Restaurants could open before end of month; county requests variance from state
STEAMBOAT SPRINGS — Restaurants in Routt County could reopen their doors to patrons before the end of the month if the state health department grants the county’s request for a variance from the state’s public health orders.
The Routt County Board of Health on Tuesday unanimously approved a variance request that would loosen restrictions imposed by the state to slow the spread of COVID-19. The variance must be approved by the Colorado Department of Health and Environment.
Restaurants across the state have been closed for in-person dining since March 17 after Gov. Jared Polis issued an executive order amid a growing number of cases of the novel coronavirus. Since then, establishments have been allowed to continue serving food and drinks through takeout and delivery as long as employees follow health guidelines, such as social distancing and wearing face masks.
About half of the 64 counties in Colorado have submitted similar variance requests to the state health department, but only a handful have been granted.
Neighboring Moffat County received approval of its variance request on Thursday, two weeks after it was submitted. The variance allows retail stores, gyms, movie theaters and places of worship to reopen with mitigation protocols in place and a suppression plan that includes strategies to deal with potential outbreaks of the virus amid the lighter restrictions.
The state estimates that more recent variance requests would take three to five days for a decision, according to Routt County Public Health Director Kari Ladrow.
In the local request, signed by Ladrow and Routt County Public Health Medical Officer Dr. Brian Harrington, officials requested that restaurants be allowed to open to in-person dining immediately upon the state’s approval.
The variance request highlighted several factors that make the county eligible for a variance. Compliance with health guidelines, relatively low case numbers and expanded testing capabilities were among the factors cited.
“Allowing Routt County to customize its restrictions specifically to the conditions in the county will allow comprehensive community recovery, both in terms of health and economy,” the request states.
It includes mitigation protocols, developed by a committee that included local restaurant owners, county staff and members of the Steamboat Springs Chamber, to protect customers and employees from potential contact with the virus.
According to those protocols, tables would need to be placed at least 6 feet apart, and every other booth must be kept empty. Customers must practice social distancing but would be allowed to remove their face masks when seated. Bar seating and live music would not be permitted.

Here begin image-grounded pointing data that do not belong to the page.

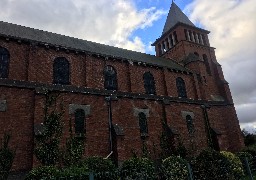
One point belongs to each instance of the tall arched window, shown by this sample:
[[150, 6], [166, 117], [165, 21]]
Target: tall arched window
[[208, 69], [110, 78], [79, 121], [190, 124], [143, 123], [61, 71], [4, 62], [149, 83], [181, 87]]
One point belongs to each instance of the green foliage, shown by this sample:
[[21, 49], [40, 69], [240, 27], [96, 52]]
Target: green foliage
[[135, 168], [6, 157], [211, 165], [74, 171], [102, 168], [73, 152], [175, 168], [43, 173], [47, 144], [235, 163]]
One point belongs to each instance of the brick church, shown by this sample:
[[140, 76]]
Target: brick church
[[118, 99]]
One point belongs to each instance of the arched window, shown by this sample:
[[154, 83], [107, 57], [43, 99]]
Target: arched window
[[143, 123], [79, 121], [4, 62], [181, 87], [190, 124], [61, 71], [110, 78], [208, 69], [149, 83], [196, 53]]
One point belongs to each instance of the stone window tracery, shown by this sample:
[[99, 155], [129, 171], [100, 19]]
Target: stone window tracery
[[181, 87], [149, 83], [61, 71], [4, 62], [110, 76]]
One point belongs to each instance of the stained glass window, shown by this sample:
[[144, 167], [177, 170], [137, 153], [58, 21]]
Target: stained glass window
[[79, 121], [110, 78], [181, 87], [149, 83], [61, 71], [4, 62], [143, 123]]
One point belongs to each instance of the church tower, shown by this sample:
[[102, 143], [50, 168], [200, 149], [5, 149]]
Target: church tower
[[188, 45]]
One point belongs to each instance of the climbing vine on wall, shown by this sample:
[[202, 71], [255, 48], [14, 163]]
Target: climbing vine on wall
[[47, 143]]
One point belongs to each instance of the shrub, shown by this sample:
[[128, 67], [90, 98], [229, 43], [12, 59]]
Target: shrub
[[175, 168], [211, 165], [73, 152], [235, 163], [135, 168], [75, 171], [6, 157], [43, 173], [102, 168]]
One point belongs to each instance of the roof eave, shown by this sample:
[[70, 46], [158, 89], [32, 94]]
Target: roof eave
[[176, 25]]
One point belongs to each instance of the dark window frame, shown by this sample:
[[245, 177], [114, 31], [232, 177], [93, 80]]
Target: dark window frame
[[207, 65], [61, 71], [80, 123], [181, 87], [4, 62], [149, 83], [143, 124], [110, 78], [190, 124]]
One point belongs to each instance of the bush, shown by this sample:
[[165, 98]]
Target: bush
[[135, 168], [75, 171], [235, 163], [175, 168], [73, 152], [102, 168], [43, 172], [6, 157], [211, 165]]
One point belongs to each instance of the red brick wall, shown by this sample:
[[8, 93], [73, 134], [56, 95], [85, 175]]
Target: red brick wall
[[35, 64]]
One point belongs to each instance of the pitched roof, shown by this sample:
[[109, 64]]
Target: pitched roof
[[30, 34], [175, 16]]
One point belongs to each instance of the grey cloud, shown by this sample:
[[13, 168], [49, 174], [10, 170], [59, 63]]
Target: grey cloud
[[232, 25], [105, 21]]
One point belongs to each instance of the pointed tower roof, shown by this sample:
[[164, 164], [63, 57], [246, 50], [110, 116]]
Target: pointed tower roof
[[175, 16]]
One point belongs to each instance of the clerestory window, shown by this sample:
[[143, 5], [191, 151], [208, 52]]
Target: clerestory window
[[143, 124], [149, 83], [4, 62], [80, 121], [110, 76], [61, 71], [181, 87]]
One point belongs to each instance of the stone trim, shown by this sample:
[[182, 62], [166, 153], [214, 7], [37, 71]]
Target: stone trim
[[136, 112], [185, 113], [74, 107]]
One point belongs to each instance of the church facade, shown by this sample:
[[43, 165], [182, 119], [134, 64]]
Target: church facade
[[118, 99]]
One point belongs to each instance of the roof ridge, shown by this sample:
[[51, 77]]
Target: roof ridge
[[37, 35]]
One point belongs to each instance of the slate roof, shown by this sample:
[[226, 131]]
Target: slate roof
[[175, 16], [191, 57], [30, 34]]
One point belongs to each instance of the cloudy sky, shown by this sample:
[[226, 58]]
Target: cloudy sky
[[135, 24]]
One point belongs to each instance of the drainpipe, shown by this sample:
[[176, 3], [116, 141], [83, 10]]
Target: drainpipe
[[207, 124], [108, 99]]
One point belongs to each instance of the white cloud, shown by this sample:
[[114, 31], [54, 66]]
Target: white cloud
[[110, 22], [232, 24]]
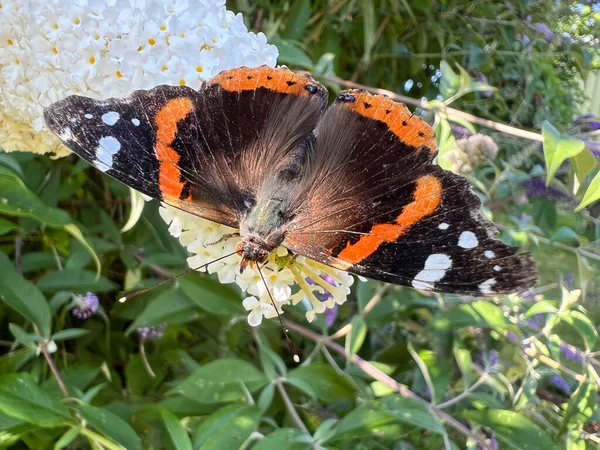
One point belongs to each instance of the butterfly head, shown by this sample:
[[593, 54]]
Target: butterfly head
[[252, 252]]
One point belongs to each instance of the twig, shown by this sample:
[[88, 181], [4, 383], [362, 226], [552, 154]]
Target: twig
[[388, 381], [145, 359], [101, 439], [54, 370], [450, 112]]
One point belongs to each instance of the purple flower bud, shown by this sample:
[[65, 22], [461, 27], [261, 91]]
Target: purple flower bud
[[537, 322], [545, 30], [536, 187], [85, 307], [561, 384], [151, 333], [460, 132], [494, 358], [323, 297], [527, 294]]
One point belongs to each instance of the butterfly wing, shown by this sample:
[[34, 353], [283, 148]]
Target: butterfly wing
[[377, 206], [204, 151]]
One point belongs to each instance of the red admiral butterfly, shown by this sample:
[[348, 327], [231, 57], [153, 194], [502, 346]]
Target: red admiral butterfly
[[352, 186]]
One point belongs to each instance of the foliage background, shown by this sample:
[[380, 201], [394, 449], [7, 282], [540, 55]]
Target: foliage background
[[513, 372]]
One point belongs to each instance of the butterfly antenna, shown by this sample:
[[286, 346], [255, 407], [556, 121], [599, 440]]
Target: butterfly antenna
[[291, 346], [168, 280]]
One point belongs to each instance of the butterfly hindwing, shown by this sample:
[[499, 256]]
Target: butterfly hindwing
[[205, 151], [389, 213]]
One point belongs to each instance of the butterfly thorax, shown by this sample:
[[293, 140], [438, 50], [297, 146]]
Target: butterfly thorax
[[261, 231]]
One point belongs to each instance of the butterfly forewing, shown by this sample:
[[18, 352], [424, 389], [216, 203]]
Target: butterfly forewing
[[377, 206], [206, 152]]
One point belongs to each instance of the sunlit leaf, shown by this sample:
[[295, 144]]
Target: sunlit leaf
[[110, 425], [513, 429], [221, 381]]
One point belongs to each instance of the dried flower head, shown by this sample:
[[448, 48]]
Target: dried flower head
[[471, 152]]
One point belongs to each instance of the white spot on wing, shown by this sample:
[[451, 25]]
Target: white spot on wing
[[434, 270], [107, 148], [65, 135], [468, 239], [486, 286], [110, 118]]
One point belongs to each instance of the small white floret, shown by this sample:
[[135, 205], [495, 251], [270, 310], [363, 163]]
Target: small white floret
[[468, 239]]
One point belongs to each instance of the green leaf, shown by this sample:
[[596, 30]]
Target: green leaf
[[298, 16], [356, 337], [583, 163], [584, 326], [393, 409], [291, 54], [580, 408], [541, 308], [284, 438], [22, 398], [557, 148], [137, 208], [478, 314], [514, 429], [6, 226], [271, 363], [592, 193], [450, 82], [168, 305], [17, 200], [210, 295], [70, 333], [80, 281], [68, 438], [221, 381], [74, 231], [323, 382], [228, 428], [110, 425], [23, 296], [565, 235], [369, 29], [176, 430]]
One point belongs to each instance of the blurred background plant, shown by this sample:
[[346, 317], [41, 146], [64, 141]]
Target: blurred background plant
[[179, 366]]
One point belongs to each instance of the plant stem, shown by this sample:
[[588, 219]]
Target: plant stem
[[100, 439], [53, 368], [292, 409], [388, 381]]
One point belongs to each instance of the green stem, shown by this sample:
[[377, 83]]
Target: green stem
[[95, 437]]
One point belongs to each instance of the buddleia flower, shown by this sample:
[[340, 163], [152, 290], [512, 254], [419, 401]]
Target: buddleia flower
[[54, 48], [288, 279]]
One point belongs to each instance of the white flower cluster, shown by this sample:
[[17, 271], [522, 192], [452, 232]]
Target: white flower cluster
[[108, 48], [320, 286]]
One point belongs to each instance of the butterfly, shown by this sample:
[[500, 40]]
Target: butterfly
[[352, 185]]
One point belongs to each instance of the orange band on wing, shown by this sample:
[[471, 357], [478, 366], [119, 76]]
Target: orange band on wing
[[166, 128], [410, 129], [428, 196], [249, 79]]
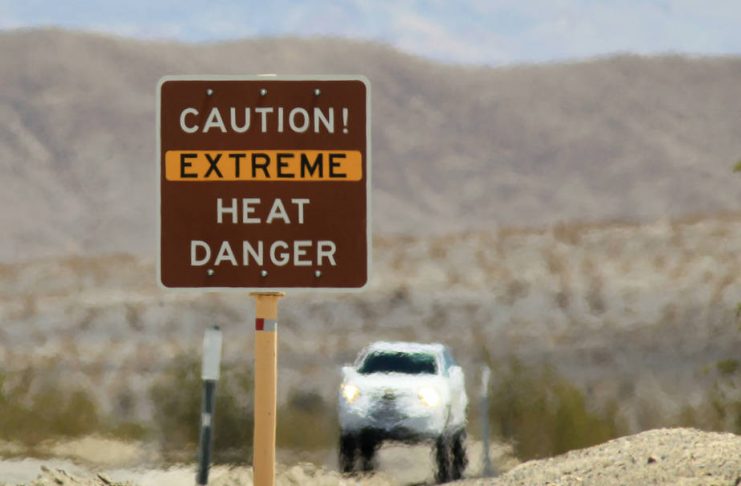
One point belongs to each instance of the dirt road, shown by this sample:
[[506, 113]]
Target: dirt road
[[663, 457]]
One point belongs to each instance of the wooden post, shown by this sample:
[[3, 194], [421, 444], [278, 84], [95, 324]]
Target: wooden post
[[266, 386]]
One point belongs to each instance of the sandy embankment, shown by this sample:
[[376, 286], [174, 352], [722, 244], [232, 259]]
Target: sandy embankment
[[662, 456]]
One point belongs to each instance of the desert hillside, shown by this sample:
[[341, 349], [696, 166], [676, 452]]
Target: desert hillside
[[454, 147], [636, 313]]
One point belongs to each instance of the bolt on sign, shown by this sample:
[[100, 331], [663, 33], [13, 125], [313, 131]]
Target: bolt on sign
[[264, 181]]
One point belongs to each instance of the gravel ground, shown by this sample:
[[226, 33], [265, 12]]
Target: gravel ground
[[658, 457]]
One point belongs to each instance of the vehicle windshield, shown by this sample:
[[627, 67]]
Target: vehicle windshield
[[397, 362]]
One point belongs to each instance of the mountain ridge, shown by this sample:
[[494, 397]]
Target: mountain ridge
[[454, 147]]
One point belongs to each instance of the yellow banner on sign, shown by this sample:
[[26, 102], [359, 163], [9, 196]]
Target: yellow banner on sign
[[263, 165]]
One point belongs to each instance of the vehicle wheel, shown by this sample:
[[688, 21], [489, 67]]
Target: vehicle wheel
[[348, 446], [458, 452], [369, 444], [442, 459]]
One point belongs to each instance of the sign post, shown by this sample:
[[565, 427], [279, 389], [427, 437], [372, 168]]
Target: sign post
[[266, 386], [264, 184]]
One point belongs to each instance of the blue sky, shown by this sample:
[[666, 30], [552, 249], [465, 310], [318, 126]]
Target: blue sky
[[491, 32]]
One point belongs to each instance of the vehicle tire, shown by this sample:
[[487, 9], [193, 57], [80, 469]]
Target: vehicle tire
[[348, 447], [459, 461], [369, 443], [442, 459]]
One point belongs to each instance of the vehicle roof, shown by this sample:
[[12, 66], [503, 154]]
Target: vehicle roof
[[405, 347]]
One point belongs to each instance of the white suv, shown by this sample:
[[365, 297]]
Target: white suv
[[406, 392]]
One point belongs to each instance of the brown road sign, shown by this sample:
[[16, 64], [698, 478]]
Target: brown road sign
[[264, 181]]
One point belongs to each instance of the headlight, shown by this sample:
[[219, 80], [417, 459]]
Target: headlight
[[350, 392], [429, 396]]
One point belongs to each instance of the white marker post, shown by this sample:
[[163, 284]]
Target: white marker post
[[485, 374], [210, 374]]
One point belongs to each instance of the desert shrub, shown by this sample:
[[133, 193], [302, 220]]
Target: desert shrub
[[307, 422], [176, 397], [34, 408], [543, 414]]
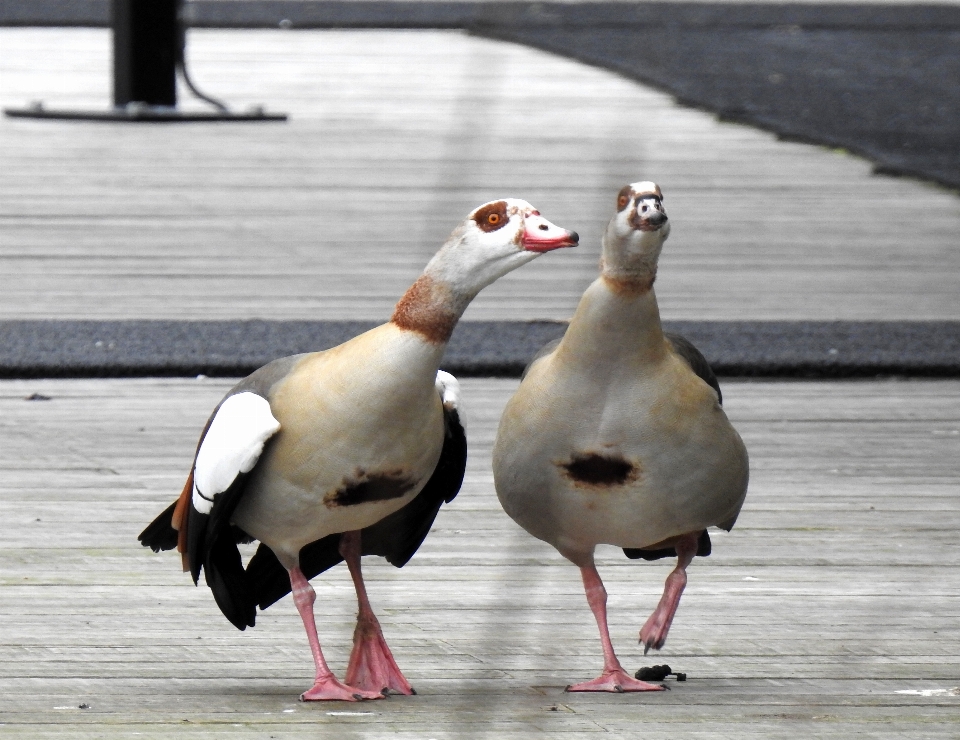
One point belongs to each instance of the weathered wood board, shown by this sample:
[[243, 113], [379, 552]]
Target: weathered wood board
[[838, 588], [394, 136]]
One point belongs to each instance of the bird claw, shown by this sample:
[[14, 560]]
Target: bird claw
[[616, 681], [330, 689]]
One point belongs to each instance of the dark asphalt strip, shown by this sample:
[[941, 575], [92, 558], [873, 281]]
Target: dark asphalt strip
[[877, 80], [802, 349]]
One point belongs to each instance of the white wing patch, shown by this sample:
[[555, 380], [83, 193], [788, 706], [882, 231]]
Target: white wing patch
[[449, 389], [232, 445]]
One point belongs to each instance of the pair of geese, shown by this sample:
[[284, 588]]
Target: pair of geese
[[616, 435]]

Employees would be required to wear personal protective equipment and get screened daily for COVID-19 symptoms, according to the variance. Any employee who exhibits symptoms would be sent home, and the incident would be documented.
A discussion over semantics raised questions over what constitutes a restaurant and which businesses could reopen under the variance request. As Routt County Environmental Director Scott Cowman pointed out, there is no clear distinction between a bar and a restaurant. Laws require any establishment with a liquor license to also serve some type of food.
In the end, the Board of Health decided to allow bars, distilleries and similar establishments to reopen under the variance request if they have sufficient mitigation protocols in place, according to Routt County Commissioner Beth Melton.
The state will have final say in what types of businesses, if any, could open in Routt County under the request.
It also is possible that the state allows restaurants in the county to reopen but at a reduced capacity. That has been the case for Mesa County, where restaurants could reopen but at 30% of their normal capacity. The limitation has upset some business owners who said they could not make a profit at such a reduced occupancy.
While that would not be an ideal scenario for many local restaurant owners, Commissioner Melton said that at least it would be a step toward more normal business operations.
Cowman, who oversees restaurant inspections in the county, underscored difficulties in enforcing public health protocols at local businesses. His department has not received approval from the state to conduct its usual field inspections, and even when those resume, there are only two inspectors to cover the entire county.
“We really are going to depend upon owners, managers and employees of these restaurants to follow these protocols,” Cowman said.
Plans from the state to further lighten restrictions under the safer-at-home phase will be announced later in the month. Gov. Polis expects to have a decision on whether ski resorts, restaurants and summer camps can reopen by May 25. Further easing of restrictions will be considered after June 1.
Any conditions in the variance would expire when the state implements less-restrictive rules.